SingleOutputStreamOperator<PageViewCount> windowAggDS = mapDS
.filter(line -> "pv".equals(line.getBehavior())) //过滤pv行为
.map(new MapFunction<UserBehavior, Tuple2<Integer, Long>>() {
@Override
public Tuple2<Integer, Long> map(UserBehavior userBehavior) throws Exception {
Random random = new Random();
return new Tuple2<>(random.nextInt(10), 1L);
}
})
.keyBy(line -> line.f0)
.window(TumblingEventTimeWindows.of(Time.hours(1)))

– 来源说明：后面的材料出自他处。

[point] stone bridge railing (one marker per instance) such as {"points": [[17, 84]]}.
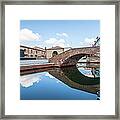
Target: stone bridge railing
{"points": [[71, 56]]}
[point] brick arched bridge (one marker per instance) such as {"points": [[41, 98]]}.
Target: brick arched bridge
{"points": [[71, 57]]}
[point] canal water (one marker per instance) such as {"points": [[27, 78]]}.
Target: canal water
{"points": [[80, 82]]}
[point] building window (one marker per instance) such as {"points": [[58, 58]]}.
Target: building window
{"points": [[54, 53]]}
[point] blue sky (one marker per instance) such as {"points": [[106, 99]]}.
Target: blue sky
{"points": [[64, 33]]}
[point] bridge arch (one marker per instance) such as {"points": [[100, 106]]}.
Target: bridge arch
{"points": [[72, 56]]}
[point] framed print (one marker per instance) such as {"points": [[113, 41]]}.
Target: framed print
{"points": [[59, 59]]}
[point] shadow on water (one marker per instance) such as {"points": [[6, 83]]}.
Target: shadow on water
{"points": [[72, 77]]}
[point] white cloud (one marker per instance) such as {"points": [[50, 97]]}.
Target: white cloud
{"points": [[51, 41], [62, 34], [56, 42], [87, 42], [26, 34]]}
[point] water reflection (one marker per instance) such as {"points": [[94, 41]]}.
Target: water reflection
{"points": [[73, 77]]}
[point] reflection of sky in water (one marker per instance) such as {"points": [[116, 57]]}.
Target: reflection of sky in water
{"points": [[44, 86]]}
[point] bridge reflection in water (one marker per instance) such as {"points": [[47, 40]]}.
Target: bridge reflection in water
{"points": [[72, 77]]}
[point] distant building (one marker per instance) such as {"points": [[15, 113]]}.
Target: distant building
{"points": [[29, 52], [51, 52]]}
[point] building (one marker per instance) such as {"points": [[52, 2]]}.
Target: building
{"points": [[33, 53], [39, 53], [51, 52]]}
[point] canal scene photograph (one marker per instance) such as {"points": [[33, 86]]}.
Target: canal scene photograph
{"points": [[59, 59]]}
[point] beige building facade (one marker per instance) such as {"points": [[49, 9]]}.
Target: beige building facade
{"points": [[39, 53], [29, 52]]}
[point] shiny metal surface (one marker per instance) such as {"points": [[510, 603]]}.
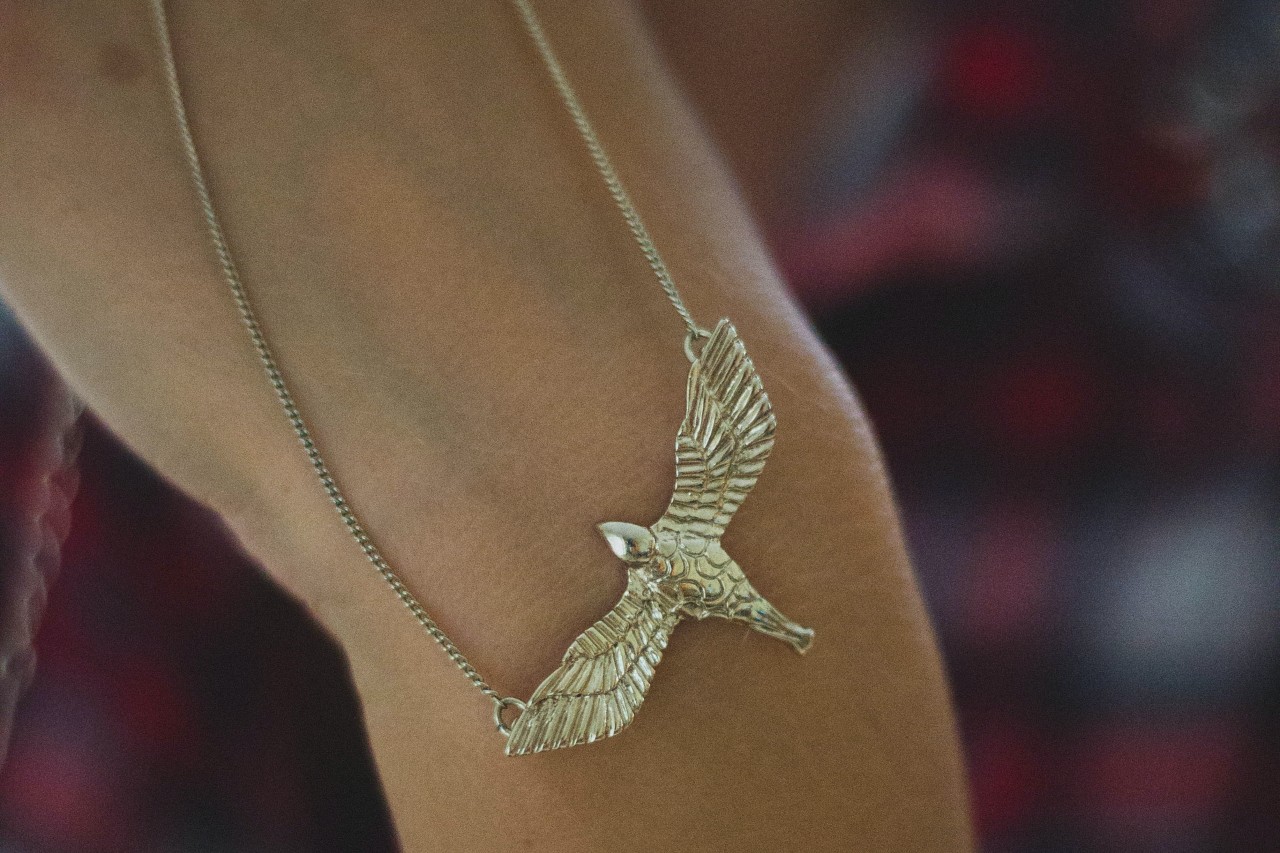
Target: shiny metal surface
{"points": [[721, 450], [676, 568]]}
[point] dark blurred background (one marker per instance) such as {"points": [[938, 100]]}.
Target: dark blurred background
{"points": [[1045, 240]]}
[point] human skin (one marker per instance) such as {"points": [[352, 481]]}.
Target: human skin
{"points": [[490, 369]]}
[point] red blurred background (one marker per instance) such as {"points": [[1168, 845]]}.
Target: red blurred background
{"points": [[1045, 240]]}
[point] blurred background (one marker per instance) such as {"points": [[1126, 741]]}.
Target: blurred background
{"points": [[1045, 241]]}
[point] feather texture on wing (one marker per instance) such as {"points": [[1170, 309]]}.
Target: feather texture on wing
{"points": [[723, 441], [603, 676]]}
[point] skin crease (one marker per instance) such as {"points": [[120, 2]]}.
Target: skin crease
{"points": [[490, 370]]}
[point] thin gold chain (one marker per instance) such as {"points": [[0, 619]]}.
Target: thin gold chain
{"points": [[270, 366]]}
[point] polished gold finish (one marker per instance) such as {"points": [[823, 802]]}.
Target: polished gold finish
{"points": [[675, 568]]}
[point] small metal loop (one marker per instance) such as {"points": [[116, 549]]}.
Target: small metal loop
{"points": [[694, 334], [499, 707]]}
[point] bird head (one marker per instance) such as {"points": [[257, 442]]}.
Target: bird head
{"points": [[630, 542]]}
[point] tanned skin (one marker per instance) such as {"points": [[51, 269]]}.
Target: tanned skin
{"points": [[490, 370]]}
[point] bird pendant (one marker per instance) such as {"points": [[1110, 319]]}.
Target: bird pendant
{"points": [[676, 568]]}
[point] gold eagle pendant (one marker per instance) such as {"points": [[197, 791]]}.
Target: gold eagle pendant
{"points": [[676, 568]]}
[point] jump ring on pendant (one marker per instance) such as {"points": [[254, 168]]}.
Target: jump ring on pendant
{"points": [[694, 334], [499, 707]]}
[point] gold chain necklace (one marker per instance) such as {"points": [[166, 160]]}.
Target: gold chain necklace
{"points": [[676, 568]]}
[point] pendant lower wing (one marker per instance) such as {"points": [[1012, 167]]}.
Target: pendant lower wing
{"points": [[603, 678], [725, 438]]}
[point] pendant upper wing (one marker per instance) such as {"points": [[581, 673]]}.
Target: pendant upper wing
{"points": [[725, 438], [603, 678]]}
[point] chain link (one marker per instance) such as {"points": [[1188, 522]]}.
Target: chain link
{"points": [[275, 377]]}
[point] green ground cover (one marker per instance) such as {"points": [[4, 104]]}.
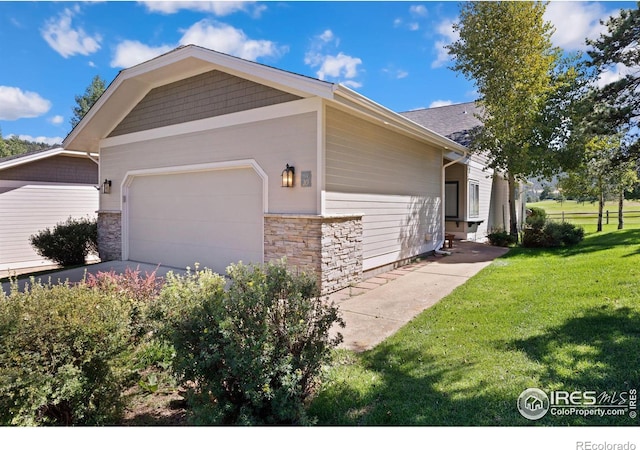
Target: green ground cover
{"points": [[563, 319]]}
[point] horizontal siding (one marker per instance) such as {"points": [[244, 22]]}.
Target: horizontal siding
{"points": [[394, 227], [272, 143], [210, 94], [393, 180], [29, 209]]}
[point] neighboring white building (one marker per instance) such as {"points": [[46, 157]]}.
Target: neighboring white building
{"points": [[38, 190]]}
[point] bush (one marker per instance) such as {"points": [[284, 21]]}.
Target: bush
{"points": [[501, 238], [250, 354], [552, 234], [69, 243], [63, 355], [139, 290]]}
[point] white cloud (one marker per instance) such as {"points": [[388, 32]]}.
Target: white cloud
{"points": [[447, 35], [418, 10], [227, 39], [614, 73], [574, 22], [340, 67], [205, 33], [220, 8], [130, 53], [57, 140], [56, 120], [437, 103], [18, 104], [68, 41], [337, 66]]}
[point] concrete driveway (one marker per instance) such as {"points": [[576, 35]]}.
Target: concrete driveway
{"points": [[378, 307], [373, 309]]}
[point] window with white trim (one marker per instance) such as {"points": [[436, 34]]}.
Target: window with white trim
{"points": [[474, 198]]}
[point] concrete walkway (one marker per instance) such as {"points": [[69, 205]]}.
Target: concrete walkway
{"points": [[378, 307], [372, 310]]}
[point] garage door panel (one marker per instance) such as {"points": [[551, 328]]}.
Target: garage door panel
{"points": [[214, 218]]}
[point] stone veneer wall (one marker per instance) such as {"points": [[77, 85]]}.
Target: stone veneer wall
{"points": [[329, 246], [110, 235]]}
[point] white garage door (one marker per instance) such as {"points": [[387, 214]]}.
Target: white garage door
{"points": [[213, 218]]}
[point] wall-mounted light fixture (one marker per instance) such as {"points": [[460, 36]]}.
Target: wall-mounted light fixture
{"points": [[287, 176], [106, 187]]}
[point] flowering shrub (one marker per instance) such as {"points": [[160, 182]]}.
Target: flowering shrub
{"points": [[250, 353]]}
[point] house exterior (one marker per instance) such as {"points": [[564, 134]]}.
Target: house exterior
{"points": [[195, 144], [476, 196], [38, 190]]}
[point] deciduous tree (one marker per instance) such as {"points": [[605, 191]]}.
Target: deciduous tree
{"points": [[524, 89]]}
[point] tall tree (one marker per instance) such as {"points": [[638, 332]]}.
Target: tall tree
{"points": [[505, 49], [618, 103], [84, 102], [599, 177]]}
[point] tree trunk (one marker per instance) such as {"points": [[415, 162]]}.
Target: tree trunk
{"points": [[620, 206], [513, 218], [600, 210]]}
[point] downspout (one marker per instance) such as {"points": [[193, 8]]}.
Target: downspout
{"points": [[465, 154]]}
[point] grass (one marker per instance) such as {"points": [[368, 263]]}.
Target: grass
{"points": [[565, 319]]}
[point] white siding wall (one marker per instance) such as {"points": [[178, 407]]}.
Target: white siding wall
{"points": [[28, 208], [272, 143], [392, 179], [485, 180]]}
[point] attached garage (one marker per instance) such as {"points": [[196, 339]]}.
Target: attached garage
{"points": [[208, 216]]}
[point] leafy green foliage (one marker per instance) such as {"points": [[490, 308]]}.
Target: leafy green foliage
{"points": [[69, 242], [63, 355], [501, 238], [251, 353], [524, 88], [84, 102], [542, 233], [133, 287]]}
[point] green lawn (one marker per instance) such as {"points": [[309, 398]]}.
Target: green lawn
{"points": [[566, 319]]}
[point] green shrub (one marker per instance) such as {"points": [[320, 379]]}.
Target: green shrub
{"points": [[536, 213], [251, 353], [133, 287], [501, 238], [552, 234], [69, 242], [63, 355]]}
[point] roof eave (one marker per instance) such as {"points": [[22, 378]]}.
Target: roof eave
{"points": [[390, 118]]}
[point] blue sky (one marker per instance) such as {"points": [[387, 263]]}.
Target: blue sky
{"points": [[392, 52]]}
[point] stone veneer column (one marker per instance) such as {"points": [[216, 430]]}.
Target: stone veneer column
{"points": [[328, 246], [110, 235]]}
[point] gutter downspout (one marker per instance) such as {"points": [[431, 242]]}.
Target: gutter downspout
{"points": [[465, 154]]}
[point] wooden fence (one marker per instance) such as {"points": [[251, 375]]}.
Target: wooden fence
{"points": [[591, 218]]}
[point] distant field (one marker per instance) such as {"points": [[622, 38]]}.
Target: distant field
{"points": [[587, 213]]}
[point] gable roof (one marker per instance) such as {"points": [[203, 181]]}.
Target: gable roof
{"points": [[36, 155], [453, 121], [131, 85]]}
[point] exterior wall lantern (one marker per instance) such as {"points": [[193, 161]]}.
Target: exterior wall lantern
{"points": [[106, 187], [287, 176]]}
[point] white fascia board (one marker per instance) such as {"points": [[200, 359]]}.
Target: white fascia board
{"points": [[390, 118], [279, 110], [196, 60], [43, 155]]}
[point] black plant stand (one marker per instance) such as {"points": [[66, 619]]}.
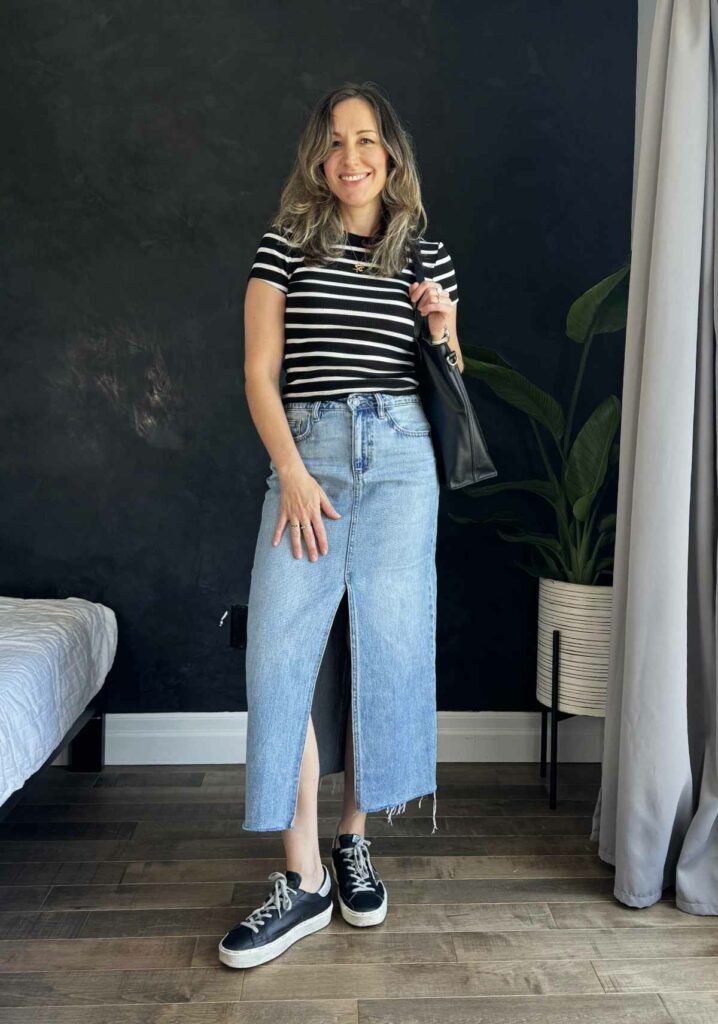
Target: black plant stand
{"points": [[556, 717]]}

.aggregate(new PvCountAgg(), new PvCountResult());
3.1 预聚合函数PvCountAgg实现代码
public static class PvCountAgg implements AggregateFunction<Tuple2<Integer, Long>, Long, Long>{
@Override
public Long createAccumulator() {
return 0L;
}
@Override
public Long add(Tuple2<Integer, Long> integerLongTuple2, Long aLong) {
return aLong + 1;
}
@Override
public Long getResult(Long aLong) {
return aLong;
}
@Override
public Long merge(Long aLong, Long acc1) {
return aLong + acc1;
}
}
3.2 PvCountResult函数实现代码
public static class PvCountResult implements WindowFunction<Long, PageViewCount, Integer, TimeWindow>{
@Override
public void apply(Integer integer, TimeWindow timeWindow, Iterable<Long> iterable, Collector<PageViewCount> collector) throws Exception {
collector.collect(new PageViewCount(integer.toString(), timeWindow.getEnd(), iterable.iterator().next()));
}
}
4 将各个分区数据汇总起来
SingleOutputStreamOperator<PageViewCount> resultDS2 = windowAggDS
.keyBy(line -> line.getWindowEnd())
.process(new TotalPvCount());
4.1 自定义KeyedProcessFunction函数实现
定义ValueState,用于累加各个窗口的count值,最后输出总pv数。
定义定时器,窗口结束后的1毫秒进行触发,直接输出各个窗口数据聚合后的总pv数。
最后清空定时器。
//把相同窗口分组统计的count值叠加
public static class TotalPvCount extends KeyedProcessFunction<Long, PageViewCount, PageViewCount>{
//定义一个状态,保存当前的总count值
ValueState<Long> totalCountState;
@Override
public void open(Configuration parameters) throws Exception {
totalCountState = getRuntimeContext().getState(new ValueStateDescriptor<Long>("total-count", Long.class, 0L));
}
@Override
public void processElement(PageViewCount pageViewCount, Context context, Collector<PageViewCount> collector) throws Exception {
Long value = totalCountState.value();
totalCountState.update(pageViewCount.getCount() + value);
context.timerService().registerEventTimeTimer(pageViewCount.getWindowEnd() + 1);
}
@Override
public void onTimer(long timestamp, OnTimerContext ctx, Collector<PageViewCount> out) throws Exception {
//所有分组count值都到齐,直接输出当前的总count值
Long totalCount = totalCountState.value();
out.collect(new PageViewCount("pv", ctx.getCurrentKey(), totalCount));
totalCountState.clear();
}
}
二、自定义布隆过滤器统计累计时间内的uv数
1 读取数据,创建DataStream(本案例数据为文件数据,如果输入数据为kafka,需要修改map里面的代码)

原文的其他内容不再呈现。